Choose Your Bunk Wisely
If you’re in a tent with more than one friend, be sure to place your sleeping bag far away from the fella who is a renowned early-morning puker. When he gets a dose of the super voms at 10am, hoping he’ll have enough wherewithal to sit up, unzip the tent and stick his neck outside may be wishful thinking. Sleep as far away from his splash zone as you can.  

Creature Comforts
A bed of folded jumpers might seem comfortable when you get back to your tent at 3am, but when you wake up three hours later feeling like you need a double hip replacement as well as a new liver, you’ll wish you had forked out the few bob extra for a good camping mat.

Plug Out
To get a few hours sleep you’ll need to minimise campsite noise, but foam ear plugs are a waste of time – it’s the dense wax ones you want (Boots on Paul Street have them). When your gurning, Dublin neighbours start up a 6am rave you’ll remain in a deep coma while your ‘tent mates’ spend the next three hours lying there in silence composing an angry Facebook post about the lack of security guards in the campsite.  

Isolated Showers
If you haven’t slept in a tent in a while then you may have forgotten about what a dose it is to have to trek across a campsite in the middle of the night or early morning to the toilets (training your bladder to hold six cans for at least six hours so you get a good sleep should be well underway by now).

With pounding heads and weary, wobbly legs, many lazy punters may decide that the outside of your tent looks like a much easier option than a journey to the bog, so what you think is the start of an isolated heavy shower may be a bit more isolated than you think.  

Anxious For Courtin’
Being from Cork, your good looks and the natural charm you exude will have singletons from other counties queuing up to get a piece of you – or as many pieces of you as possible depending on how much gat you both have on board – as soon as they hear the beautiful tones of you and your friends’ carefully crafted accents.

When the festival shuts down for the night, frisky couples will be looking for space in a tent to continue, let’s say, building their relationship. His tent may also be your tent and you may also be in said tent, but at a festival this is rarely a reason for your flatmate to cease courting. Rules are rules: turn over, go back to dreamland and pretend the frantic elbows in the back are those of a Kilkenny defender getting frustrated that you’ve scored 3-10 on him in the 2020 All-Ireland final.

Beware: Here There Be Dubs
This isn’t a pleasant night away on Sherkin Island or a week of civilised camping in Ballylickey. Electric Picnic is riddled with Decco’s from Drumcondra and Tommies from Tallaght who see the last big music festival of the year solely as ‘a business trip’.

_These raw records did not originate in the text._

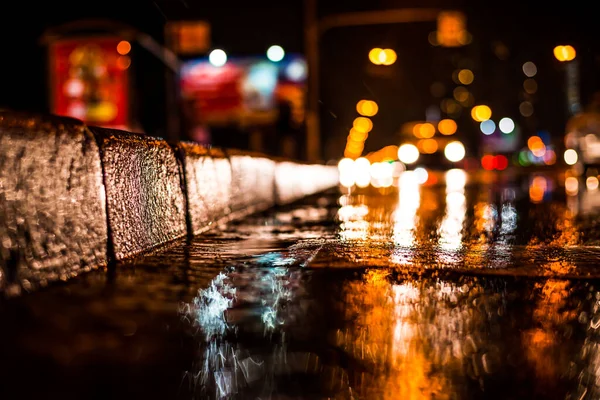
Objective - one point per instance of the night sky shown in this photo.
(249, 27)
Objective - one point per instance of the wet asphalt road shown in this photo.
(469, 288)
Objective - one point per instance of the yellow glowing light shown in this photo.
(592, 183)
(564, 53)
(426, 130)
(367, 108)
(481, 113)
(357, 136)
(124, 47)
(538, 149)
(447, 127)
(363, 124)
(571, 185)
(408, 153)
(466, 76)
(382, 56)
(374, 55)
(570, 157)
(532, 141)
(417, 130)
(428, 146)
(389, 57)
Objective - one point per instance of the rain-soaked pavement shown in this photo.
(456, 289)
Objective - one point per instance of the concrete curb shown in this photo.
(73, 197)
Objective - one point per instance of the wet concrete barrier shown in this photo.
(294, 181)
(52, 201)
(207, 176)
(74, 197)
(253, 180)
(144, 191)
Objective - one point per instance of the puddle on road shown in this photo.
(447, 291)
(288, 332)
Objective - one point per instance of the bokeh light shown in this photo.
(408, 153)
(591, 183)
(447, 127)
(571, 185)
(570, 156)
(466, 76)
(454, 151)
(367, 108)
(124, 47)
(275, 53)
(487, 127)
(565, 53)
(506, 125)
(362, 124)
(217, 57)
(481, 113)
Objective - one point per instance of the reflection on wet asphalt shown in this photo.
(456, 290)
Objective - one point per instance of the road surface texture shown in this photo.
(449, 288)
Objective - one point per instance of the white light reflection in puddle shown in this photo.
(405, 218)
(450, 230)
(256, 302)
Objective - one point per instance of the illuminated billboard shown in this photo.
(89, 80)
(244, 91)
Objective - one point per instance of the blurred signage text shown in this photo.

Wallets, phones, beers, bags, tents, socks and even your underpants are their target and if they find a tent with a padlock on the zip, it’s like a neon flashing light saying ‘we’ve got valuables in here, bud’ (and you’d be surprised how many Dubs can read these days).

One quick flick of a razor blade to slash your tent and, before you know it, everything you brought to Laois is being passed around at a drug den in Finglas. Keep your valuables on you at all times and sleep with one and a half eyes open.